Steph smith’s food truck revolution
Originally Posted on Stephsmithreal.com
Americans love choice. We prize our independence. We vote with our dollars and our choices and we project how we see ourselves onto where we eat and who we spend our time with. It’s in our DNA. We’re voting to support the version of the community that matters to us. In the inevitable rush towards homogeneity, food trucks are American defiance. Food trucks are hope. They’re a window into the soul of America, they’re entrepreneurial test kitchens, they’re food fortune tellers, allowing the culinary future to reveal itself through a more affordable business model, food trucks are trend and tastemaking incubators. Food trucks always portend the next generation of dining.
Upward mobility isn’t easy in the 21st century. Surely, harder to do with your hands, a work ethic, and some natural talent and passion. Food trucks are one pathway open to someone who wasn’t born on 3rd base, someone like a single mom who loses her job and takes to making her grandmother’s salsa recipe in their kitchen, selling it to friends and neighbors, gets picked up by a food truck, then finally opening her first food truck and then a taco stand. The American Dream, accessible to everyone.

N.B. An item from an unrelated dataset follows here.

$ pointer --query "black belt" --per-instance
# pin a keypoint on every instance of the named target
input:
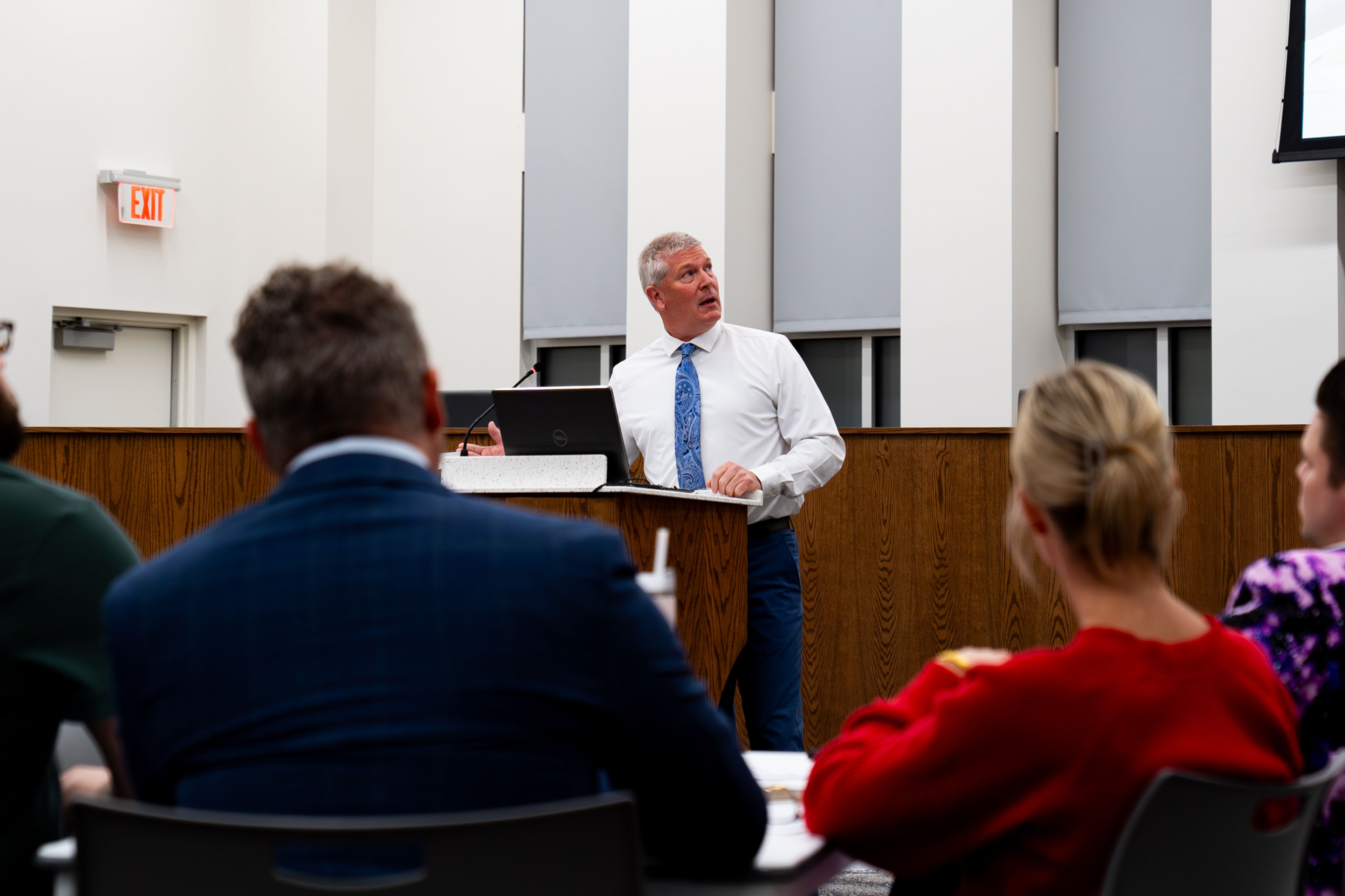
(759, 530)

Food truck hits have been the singular bright spot for the Covid-decimated restaurant industry. Uniquely set-up to survive global events that limit or outright ban indoor dining, food trucks have lower overhead than traditional restaurants and offer convenience and safety for customers who want to pick up hot food.

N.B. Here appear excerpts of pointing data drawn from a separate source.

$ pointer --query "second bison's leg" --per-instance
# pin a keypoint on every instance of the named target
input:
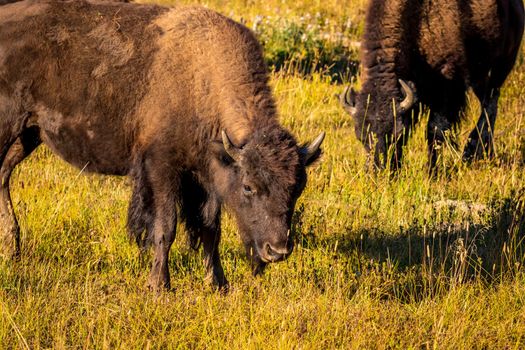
(481, 140)
(10, 231)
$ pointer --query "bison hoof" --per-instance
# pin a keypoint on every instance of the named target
(9, 247)
(477, 150)
(157, 285)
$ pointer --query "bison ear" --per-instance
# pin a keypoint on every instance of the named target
(219, 153)
(311, 152)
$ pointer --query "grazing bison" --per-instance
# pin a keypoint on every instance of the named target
(431, 52)
(177, 99)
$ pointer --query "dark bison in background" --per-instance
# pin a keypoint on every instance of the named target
(177, 99)
(426, 54)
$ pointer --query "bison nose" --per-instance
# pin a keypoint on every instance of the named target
(275, 254)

One of the most cited challenges is a gender imbalance. The real estate industry has a male-dominated reputation, which has led to very few women in senior positions.
Located in Central Los Angeles with easy freeway access, Sunny Days Commissary is a 4-acre food truck facility entirely powered by LA’s sunshine. Smith, a committed environmentalist, and economic advocate envisioned more than just a food truck facility. As her vision for Sunny Days evolved, so did the list of must-haves. Smith’s Sunny Days Commissary in Los Angeles supports over 200 food trucks and a second location in Grand Terrace, California is already under construction.

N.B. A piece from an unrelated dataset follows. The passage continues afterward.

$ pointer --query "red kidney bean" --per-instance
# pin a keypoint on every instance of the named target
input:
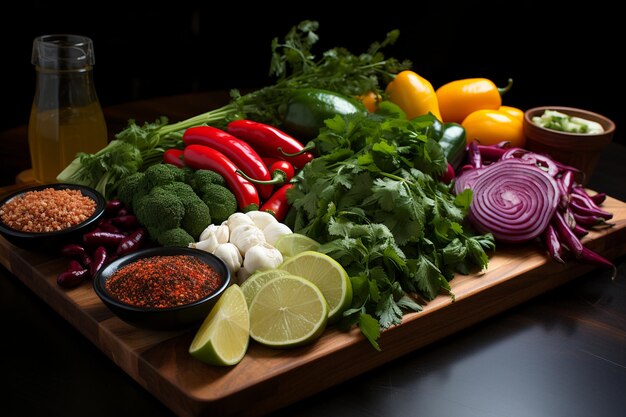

The cost overhead required to run a food truck compared to running a restaurant is the difference between surviving COVID-19 and needing to close permanently. A food truck needn’t worry about wait staff or about room for their diners. And because food trucks are convenient and since relatively few of them live their lives in a commissary, they offer nearby, convenient, and safe places to secure warm meals without needing to take a chance on one of the restaurants that are open or expose oneself to the food delivery person. Food trucks also can transcend food deserts and service communities that are outside delivery zones or that have fewer food options. Even before the food truck revolution, lunch wagons, taco trucks, and mobile canteens services work and construction sites in many cities and towns across the country.
“I saw early on that the pandemic was an extinction event for traditional restaurants,” says Steph Smith, an industrial real estate developer from Pacific Palisades, California who spent nearly 20 years working in the restaurant industry, “But food trucks had an innate immunity to the economic effects of lockdown.” According to Smith’s research, the thing the post-pandemic food truck boom desperately needed was precisely her wheelhouse: industrial real estate.
No other food truck commissary park in the US besides Sunny Days has a revolutionary solar-powered non-pollutionary high-capacity ice machine, generating ice cubes and ice flakes to the tune of 40,000 pounds of ice per-day thanks to Central Los Angeles’ endless sunshine.